Sin embargo, la visita a El Maizal no fue nada agradable, empezando por el camino, una senda deforme abierta a la orilla de altas paredes de piedra y bordeada por abismos horribles. Además, hacía un calor insoportable y el viento lanzaba contra los detectives grandes nubes de polvo fino y amarillento. Pero no podían retroceder.

Cuando llegaron a la casa de “Pacheco”, Gabriela se presentó desde el cerco de piedras y alambre de púas.

“Somos de la Dirección Nacional de Investigación Criminal –gritó–, ¿podemos pasar?”

“¿Qué quieren?” –le preguntó un hombre algo entrado en años.

“Buscamos a Roger, al que le dicen “Pacheco” –respondió Gabriela, gritando para hacerse oír–; queremos hablar con él”.

“¿Y para qué lo buscan?”

La voz del hombre era grave y producía un eco ronco a lo lejos.

“Queremos hacerle unas preguntas”.

“¿Preguntas de qué? Mi hijo no está aquí”.

“Queremos hablar con él sobre la muerte de su amigo Roger Alexander Baca”.

El hombre no contestó de inmediato, miró a la mujer que estaba a su lado en el corredor de la casa de adobe y piedra, y se volvió hacia los detectives.

“Mi hijo no está aquí; se fue en la mañana… Iba a buscar trabajo a Nacaome”.

“¿Sabe dónde lo podemos hallar?”

“No, no sé”.

“¿Tiene algún número de teléfono para comunicarnos con él?”

El hombre estaba molesto.

“Yo no sé quiénes son ustedes ni por qué quieren hablar con mi hijo… Si están aquí por la muerte de ese muchacho, pues vayan a buscar a otra parte, aquí no van a hallar nada”.

Gabriela no hallaba qué hacer o qué decir, aunque aquella actitud le parecía demasiado extraña, hasta sospechosa.

“¿Nos da permiso de pasar?”

“¿Para qué?”

No se había extinguido el eco de esta pregunta, cuando Gabriela saltó el muro de piedra, seguida por dos de sus compañeros, y empezó a avanzar hacia el corredor.

“Solo queremos hablar con su hijo” –murmuró cuando estuvo frente al hombre.

“Ya le dije que no está”.

“¿Por qué no nos quería dejar entrar a su casa?”

“Porque esta es mi propiedad y aquí entra solo quien yo quiera”.

Ahora, la actitud del hombre era agresiva.

“Perdone, entonces, señor –le dijo Gabriela–, pero dígale a su hijo que si tiene alguna información que nos ayude a resolver el crimen de su amigo, que se comunique con nosotros. Este es mi número”.

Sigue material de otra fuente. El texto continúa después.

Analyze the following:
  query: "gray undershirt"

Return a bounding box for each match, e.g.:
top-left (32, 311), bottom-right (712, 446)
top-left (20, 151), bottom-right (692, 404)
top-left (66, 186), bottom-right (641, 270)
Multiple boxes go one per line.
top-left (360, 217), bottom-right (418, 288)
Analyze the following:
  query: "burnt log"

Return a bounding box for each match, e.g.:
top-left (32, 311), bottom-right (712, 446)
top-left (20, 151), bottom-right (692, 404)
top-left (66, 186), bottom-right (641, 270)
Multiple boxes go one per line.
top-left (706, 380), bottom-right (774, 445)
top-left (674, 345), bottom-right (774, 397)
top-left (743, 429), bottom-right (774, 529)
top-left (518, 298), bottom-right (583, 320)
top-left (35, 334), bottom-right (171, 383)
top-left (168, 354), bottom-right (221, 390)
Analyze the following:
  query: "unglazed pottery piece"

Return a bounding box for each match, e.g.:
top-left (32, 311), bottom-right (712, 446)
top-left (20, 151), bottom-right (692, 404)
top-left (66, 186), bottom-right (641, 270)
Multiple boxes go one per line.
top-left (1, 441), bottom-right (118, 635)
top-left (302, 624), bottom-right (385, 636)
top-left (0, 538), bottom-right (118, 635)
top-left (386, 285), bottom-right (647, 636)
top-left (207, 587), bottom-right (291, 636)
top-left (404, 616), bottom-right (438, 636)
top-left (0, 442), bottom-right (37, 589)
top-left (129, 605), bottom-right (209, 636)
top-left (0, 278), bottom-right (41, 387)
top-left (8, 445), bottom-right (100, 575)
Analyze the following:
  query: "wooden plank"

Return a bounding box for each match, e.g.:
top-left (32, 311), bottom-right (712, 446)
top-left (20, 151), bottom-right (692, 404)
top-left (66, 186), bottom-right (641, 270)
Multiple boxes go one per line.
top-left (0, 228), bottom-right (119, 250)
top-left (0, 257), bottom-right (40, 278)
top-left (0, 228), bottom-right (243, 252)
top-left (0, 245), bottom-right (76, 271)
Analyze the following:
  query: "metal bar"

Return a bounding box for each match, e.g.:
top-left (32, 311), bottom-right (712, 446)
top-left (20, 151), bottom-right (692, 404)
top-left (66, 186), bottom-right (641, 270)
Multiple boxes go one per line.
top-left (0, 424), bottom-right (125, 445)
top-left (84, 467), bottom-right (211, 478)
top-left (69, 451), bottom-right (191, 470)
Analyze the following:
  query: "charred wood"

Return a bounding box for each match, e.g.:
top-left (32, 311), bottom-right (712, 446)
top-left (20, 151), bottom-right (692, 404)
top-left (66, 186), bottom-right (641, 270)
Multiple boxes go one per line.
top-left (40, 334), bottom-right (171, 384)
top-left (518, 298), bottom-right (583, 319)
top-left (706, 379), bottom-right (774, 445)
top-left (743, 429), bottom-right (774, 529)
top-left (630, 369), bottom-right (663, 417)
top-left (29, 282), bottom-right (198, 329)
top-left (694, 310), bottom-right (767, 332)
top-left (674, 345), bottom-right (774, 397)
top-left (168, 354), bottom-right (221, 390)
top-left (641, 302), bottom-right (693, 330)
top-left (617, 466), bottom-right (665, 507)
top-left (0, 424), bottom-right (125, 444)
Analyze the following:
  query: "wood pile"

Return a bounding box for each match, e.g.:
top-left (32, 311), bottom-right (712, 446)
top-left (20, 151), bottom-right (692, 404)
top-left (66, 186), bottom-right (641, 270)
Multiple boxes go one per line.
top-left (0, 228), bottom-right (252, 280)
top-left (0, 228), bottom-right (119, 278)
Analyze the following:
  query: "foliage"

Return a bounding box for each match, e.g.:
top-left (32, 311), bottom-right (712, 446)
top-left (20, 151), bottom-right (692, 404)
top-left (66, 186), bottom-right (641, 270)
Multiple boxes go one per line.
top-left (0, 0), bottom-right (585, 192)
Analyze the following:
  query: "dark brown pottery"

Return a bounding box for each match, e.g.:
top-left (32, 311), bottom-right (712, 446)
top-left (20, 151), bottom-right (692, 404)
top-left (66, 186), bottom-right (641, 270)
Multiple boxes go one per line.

El hombre agarró el papel con dos dedos y Gabriela dio media vuelta. Al avanzar unos pasos, se encontró de frente con un tendedero en el que se estaba secando un pantalón de mezclilla color azul. Estaba húmedo todavía y Gabriela creyó ver en él algunas manchas oscuras.

“Imaginé que podía ser sangre –dice–, pero no podía hacer nada para requisar el pantalón porque había entrado a la propiedad sin el permiso del dueño y no tenía orden judicial para un cateo, y no quería violar el debido proceso… Si violaba la ley, el juez podía anular el caso, en el entendido de que las sospechas que se habían metido en mi cabeza se confirmaran”.

Sospechas

Roger Baca salió de su casa a eso de las tres de la tarde, para ver, supuestamente, al amigo que le compraría el teléfono, pero no regresó. Él había dicho que “Pacheco” era el comprador. Aunque no dijo dónde era la cita, encontraron su cuerpo lejos de su casa. Eran unos terrenos extensos y poco transitados y nadie podía decir cómo había llegado Roger hasta allí. Además, era lógico suponer que no había ido hasta allí solo. Su asesino iba con él y, en un descuido, lo atacó a machetazos por la espalda. Pero, ¿ya se había visto con “Pacheco”? ¿Ya había vendido el celular y el carrito reproductor de música? ¿Habían ido hasta ese lugar apartado y solitario para tener intimidad? ¿Era “Pacheco” la pareja sentimental de Roger, como decían algunas lenguas viperinas, o había alguien más? Y, ¿dónde estaba “Pacheco”? ¿Por qué su padre se mostró tan hostil con los detectives? Y, ¿qué significaban aquellas manchas en el pantalón que estaba secándose en el tendedero?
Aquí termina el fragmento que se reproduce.